PAS 2 Summary Objective of PAS 2
PAS 2 Summary Objective of PAS 2
PAS 2 Summary Objective of PAS 2
Objective of PAS 2
The objective of PAS 2 is to endorse the accounting treatment for inventories. It provides
direction for deciding the fetched of inventories and for subsequently recognizing a cost,
counting any write-down to net feasible esteem. It also provides direction on the cost formulas
that are utilized to allot costs to inventories.
Scope
Inventories incorporate assets held for sale within the conventional course of business (finished
products), assets within the production process for a sale within the ordinary course of trade
(work in process), and materials and supplies that are consumed in production (raw materials).
[PAS 2.6]
In any case, PAS 2 avoids certain inventories from its scope: [PAS 2.2] I. work-in-process
emerging under development contracts (see PAS 11) II. financial instruments (see PAS 39) III.
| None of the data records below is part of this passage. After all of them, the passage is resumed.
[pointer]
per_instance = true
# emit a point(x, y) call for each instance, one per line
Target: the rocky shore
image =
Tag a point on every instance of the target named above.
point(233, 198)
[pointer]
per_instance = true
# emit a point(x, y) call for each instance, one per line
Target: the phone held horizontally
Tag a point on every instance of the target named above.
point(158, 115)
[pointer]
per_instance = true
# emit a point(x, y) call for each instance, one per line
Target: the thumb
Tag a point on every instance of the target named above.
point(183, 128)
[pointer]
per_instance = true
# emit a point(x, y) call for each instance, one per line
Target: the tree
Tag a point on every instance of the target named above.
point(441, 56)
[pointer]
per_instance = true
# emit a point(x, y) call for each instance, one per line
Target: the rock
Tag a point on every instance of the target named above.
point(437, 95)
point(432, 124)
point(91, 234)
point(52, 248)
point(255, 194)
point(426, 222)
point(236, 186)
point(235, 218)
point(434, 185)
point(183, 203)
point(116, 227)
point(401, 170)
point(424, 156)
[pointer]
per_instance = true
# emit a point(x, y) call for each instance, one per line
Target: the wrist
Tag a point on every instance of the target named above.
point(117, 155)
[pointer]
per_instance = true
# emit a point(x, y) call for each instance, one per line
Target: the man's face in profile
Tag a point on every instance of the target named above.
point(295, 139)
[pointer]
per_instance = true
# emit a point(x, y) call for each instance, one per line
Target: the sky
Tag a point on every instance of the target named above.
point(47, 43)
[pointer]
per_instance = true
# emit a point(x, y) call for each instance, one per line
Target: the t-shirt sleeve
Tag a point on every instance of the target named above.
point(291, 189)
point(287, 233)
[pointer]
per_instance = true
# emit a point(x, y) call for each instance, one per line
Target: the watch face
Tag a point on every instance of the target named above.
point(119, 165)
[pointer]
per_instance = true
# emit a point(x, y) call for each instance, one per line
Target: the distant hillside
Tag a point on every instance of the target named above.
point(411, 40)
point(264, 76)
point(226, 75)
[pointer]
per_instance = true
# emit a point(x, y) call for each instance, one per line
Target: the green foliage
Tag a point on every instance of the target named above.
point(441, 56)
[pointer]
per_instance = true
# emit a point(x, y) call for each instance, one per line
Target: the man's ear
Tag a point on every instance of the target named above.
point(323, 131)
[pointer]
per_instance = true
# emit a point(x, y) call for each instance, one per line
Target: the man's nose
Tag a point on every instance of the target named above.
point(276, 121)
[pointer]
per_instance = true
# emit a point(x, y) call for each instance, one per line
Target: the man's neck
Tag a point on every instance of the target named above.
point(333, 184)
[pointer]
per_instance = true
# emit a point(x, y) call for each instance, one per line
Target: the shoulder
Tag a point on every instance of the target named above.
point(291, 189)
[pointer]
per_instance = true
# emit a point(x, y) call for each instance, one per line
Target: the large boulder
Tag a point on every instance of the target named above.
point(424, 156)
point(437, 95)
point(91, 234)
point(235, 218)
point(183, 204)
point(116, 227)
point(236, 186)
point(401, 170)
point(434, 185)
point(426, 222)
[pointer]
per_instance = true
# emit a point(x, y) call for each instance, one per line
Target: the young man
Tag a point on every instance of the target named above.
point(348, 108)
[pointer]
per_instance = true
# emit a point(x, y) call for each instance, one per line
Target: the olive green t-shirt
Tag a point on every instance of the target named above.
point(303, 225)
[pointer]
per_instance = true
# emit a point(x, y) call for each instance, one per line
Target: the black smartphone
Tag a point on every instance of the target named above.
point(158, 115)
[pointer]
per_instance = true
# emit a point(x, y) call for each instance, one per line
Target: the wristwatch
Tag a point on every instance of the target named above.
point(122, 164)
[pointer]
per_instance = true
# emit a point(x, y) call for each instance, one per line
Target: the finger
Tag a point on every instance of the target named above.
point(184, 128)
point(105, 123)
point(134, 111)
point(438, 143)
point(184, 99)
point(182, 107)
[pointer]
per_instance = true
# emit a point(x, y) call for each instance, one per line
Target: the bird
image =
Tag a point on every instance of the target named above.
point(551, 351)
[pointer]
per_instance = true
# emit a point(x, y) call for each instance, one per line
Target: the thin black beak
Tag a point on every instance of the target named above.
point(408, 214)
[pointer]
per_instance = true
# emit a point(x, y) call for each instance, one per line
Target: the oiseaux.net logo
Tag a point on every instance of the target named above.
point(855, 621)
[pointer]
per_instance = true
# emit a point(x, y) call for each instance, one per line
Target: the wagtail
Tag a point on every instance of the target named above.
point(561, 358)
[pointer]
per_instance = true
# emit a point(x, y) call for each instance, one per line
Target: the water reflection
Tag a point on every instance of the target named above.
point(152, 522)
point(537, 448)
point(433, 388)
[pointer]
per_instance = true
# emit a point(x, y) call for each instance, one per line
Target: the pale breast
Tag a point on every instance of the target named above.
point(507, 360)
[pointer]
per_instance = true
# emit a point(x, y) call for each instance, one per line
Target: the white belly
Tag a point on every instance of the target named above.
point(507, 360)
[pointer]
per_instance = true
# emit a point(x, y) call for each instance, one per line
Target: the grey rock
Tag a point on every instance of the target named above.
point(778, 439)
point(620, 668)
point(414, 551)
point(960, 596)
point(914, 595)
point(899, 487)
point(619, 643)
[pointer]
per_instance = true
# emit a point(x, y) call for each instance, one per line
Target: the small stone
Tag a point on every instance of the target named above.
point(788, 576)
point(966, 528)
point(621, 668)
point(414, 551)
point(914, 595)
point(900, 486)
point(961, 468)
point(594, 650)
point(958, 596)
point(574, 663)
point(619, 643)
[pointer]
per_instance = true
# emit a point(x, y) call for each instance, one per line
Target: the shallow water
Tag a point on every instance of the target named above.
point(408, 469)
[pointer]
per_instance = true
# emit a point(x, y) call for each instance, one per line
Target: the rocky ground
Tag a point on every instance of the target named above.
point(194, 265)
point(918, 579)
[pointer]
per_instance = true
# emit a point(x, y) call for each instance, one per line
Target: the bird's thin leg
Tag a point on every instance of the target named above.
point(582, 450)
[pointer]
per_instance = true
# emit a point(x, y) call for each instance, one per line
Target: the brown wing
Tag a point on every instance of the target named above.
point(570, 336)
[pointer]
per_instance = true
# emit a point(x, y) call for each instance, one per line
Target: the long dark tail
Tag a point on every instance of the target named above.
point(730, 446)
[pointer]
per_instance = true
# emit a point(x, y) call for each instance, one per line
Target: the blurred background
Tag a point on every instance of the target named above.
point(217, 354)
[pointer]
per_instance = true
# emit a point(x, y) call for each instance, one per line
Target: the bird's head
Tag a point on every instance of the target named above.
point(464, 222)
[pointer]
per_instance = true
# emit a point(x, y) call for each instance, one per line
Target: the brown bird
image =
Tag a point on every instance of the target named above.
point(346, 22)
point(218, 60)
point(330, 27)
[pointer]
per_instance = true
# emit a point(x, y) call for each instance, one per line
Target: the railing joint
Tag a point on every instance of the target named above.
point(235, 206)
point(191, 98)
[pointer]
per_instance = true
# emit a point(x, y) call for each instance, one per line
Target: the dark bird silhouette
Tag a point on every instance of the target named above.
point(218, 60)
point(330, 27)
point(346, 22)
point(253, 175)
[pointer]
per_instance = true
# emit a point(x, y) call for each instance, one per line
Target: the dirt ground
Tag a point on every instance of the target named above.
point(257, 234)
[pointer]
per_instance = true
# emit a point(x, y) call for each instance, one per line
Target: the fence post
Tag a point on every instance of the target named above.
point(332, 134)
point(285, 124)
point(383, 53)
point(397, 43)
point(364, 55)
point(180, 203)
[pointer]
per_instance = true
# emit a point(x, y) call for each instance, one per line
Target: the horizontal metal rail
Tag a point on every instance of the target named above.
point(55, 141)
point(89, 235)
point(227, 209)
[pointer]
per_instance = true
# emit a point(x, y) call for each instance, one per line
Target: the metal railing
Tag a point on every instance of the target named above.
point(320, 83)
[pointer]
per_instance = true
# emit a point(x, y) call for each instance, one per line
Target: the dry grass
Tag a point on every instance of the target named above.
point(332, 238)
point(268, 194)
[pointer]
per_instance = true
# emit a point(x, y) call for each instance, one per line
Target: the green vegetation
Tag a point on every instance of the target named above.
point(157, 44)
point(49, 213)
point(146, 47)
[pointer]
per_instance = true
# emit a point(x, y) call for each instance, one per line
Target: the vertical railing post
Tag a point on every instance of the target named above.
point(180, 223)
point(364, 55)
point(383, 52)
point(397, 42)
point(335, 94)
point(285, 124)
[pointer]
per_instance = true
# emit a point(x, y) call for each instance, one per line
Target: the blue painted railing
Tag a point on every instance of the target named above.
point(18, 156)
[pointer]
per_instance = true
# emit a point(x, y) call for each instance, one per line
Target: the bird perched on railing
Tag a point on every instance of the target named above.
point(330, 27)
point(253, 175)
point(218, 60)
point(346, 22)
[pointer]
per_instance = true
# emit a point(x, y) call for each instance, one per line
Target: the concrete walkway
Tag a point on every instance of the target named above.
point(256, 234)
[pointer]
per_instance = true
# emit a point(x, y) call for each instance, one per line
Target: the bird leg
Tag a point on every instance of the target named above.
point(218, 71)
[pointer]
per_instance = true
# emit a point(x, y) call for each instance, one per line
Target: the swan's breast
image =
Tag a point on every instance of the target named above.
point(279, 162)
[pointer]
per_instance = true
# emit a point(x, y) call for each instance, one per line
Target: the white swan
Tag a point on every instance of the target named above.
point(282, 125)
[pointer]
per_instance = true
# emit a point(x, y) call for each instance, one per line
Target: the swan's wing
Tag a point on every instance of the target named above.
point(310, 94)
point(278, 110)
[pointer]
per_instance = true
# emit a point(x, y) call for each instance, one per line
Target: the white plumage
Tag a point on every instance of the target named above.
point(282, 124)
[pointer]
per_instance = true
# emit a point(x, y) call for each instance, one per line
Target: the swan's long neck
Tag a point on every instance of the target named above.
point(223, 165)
organic resources related to agrarian activity and agrarian produce at the point of harvest (PAS
41).
Too, whereas the following are inside the scope of the standard, PAS 2 does not apply to the
estimation of inventories held by [PAS 2.3] producers of agricultural and forest items, rural
create after collect and minerals and mineral items, to the degree that they are measured at net
realizable value (above or underneath fetched) in understanding with well-established practices
in those businesses. When such inventories are measured at net realizable esteem, changes in that
esteem are recognized in benefit or misfortune within the period of the alter. product brokers and
merchants who degree their inventories at reasonable esteem fewer costs to offer. When such
inventories are measured at reasonable esteem less costs to offer, changes in reasonable esteem
fewer costs to offer are recognized in profit or misfortune within the period of the change.
Fundamental principle of PAS 2
Inventories are required to be stated at the lower of cost and net realizable value (NRV). [PAS
2.9}
Measurement of Inventories
Cost should include all: [PAS 2.10] costs of purchase (including taxes, transport, and handling)
net of trade discounts received costs of conversion (including fixed and variable manufacturing
overheads) and other costs incurred in bringing the inventories to their present location and
condition PAS 23 Borrowing Costs identifies some limited circumstances where borrowing costs
(interest) can be included in cost of inventories that meet the definition of aqualifying asset.
[PAS 2.17 and PAS 23.4] Inventory cost should not include: [PAS 2.16 and 2.18] abnormal
waste storage costs administrative overheads unrelated to production selling costs foreign
exchange differences arising directly on the recent acquisition of inventories invoiced in a
foreign currency interest cost when inventories are purchased with deferred settlement terms.
The standard cost and retail methods may be used for the measurement of cost, provided that the
results approximate actual cost.
[PAS 2.21-22] For inventory items that are not interchangeable, specific costs are attributed to
the specific individual items of inventory.
[PAS 2.23] For items that are interchangeable, PAS 2 allows the FIFO or weighted average cost
formulas.
[PAS 2.25] The LIFO formula, which had been allowed prior to the2003 revision of PAS 2, is no
longer allowed.
The same cost formula should be used for all inventories with similar characteristics as to their
nature and use to the entity.
For groups of inventories that have different characteristics, different cost formulas may be
justified.
Write-Down to Net Realisable Value
NRV is the estimated selling cost within the ordinary course of trade, less the estimated cost of
completion and the estimated costs fundamental to form the sale. [IAS 2.6] Any write-down to
NRV ought to be recognized as a cost within the period in which the write-down happens. Any
inversion ought to be recognized within the wage explanation within the period in which the
inversion happens. [PAS 2.34]
Expense Recognition
PAS 18 Revenue addresses income acknowledgment for a lot of products. When inventories are
sold and income is perceived, the carrying sum of those inventories is perceived as a cost
(regularly called cost-of-goods sold). Any write-down to NRV and any stock misfortunes are too
perceived as an expense when they happen. [PAS 2.34]
Disclosure
Required Disclosures: [PAS 2.36]
- accounting policy for inventories
- carrying amount, generally classified as merchandise, supplies, materials, work in
progress, and finished goods. The classifications depend on what is appropriate for the
entity.
- carrying amount of any inventories carried at fair value less costs to sell
- amount of any write-down of inventories recognised as an expense in the period
- amount of any reversal of a write-down to NRV and the circumstances that led to such
reversal
- carrying amount of inventories pledged as security for liabilities
- cost of inventories recognised as expense (cost of goods sold).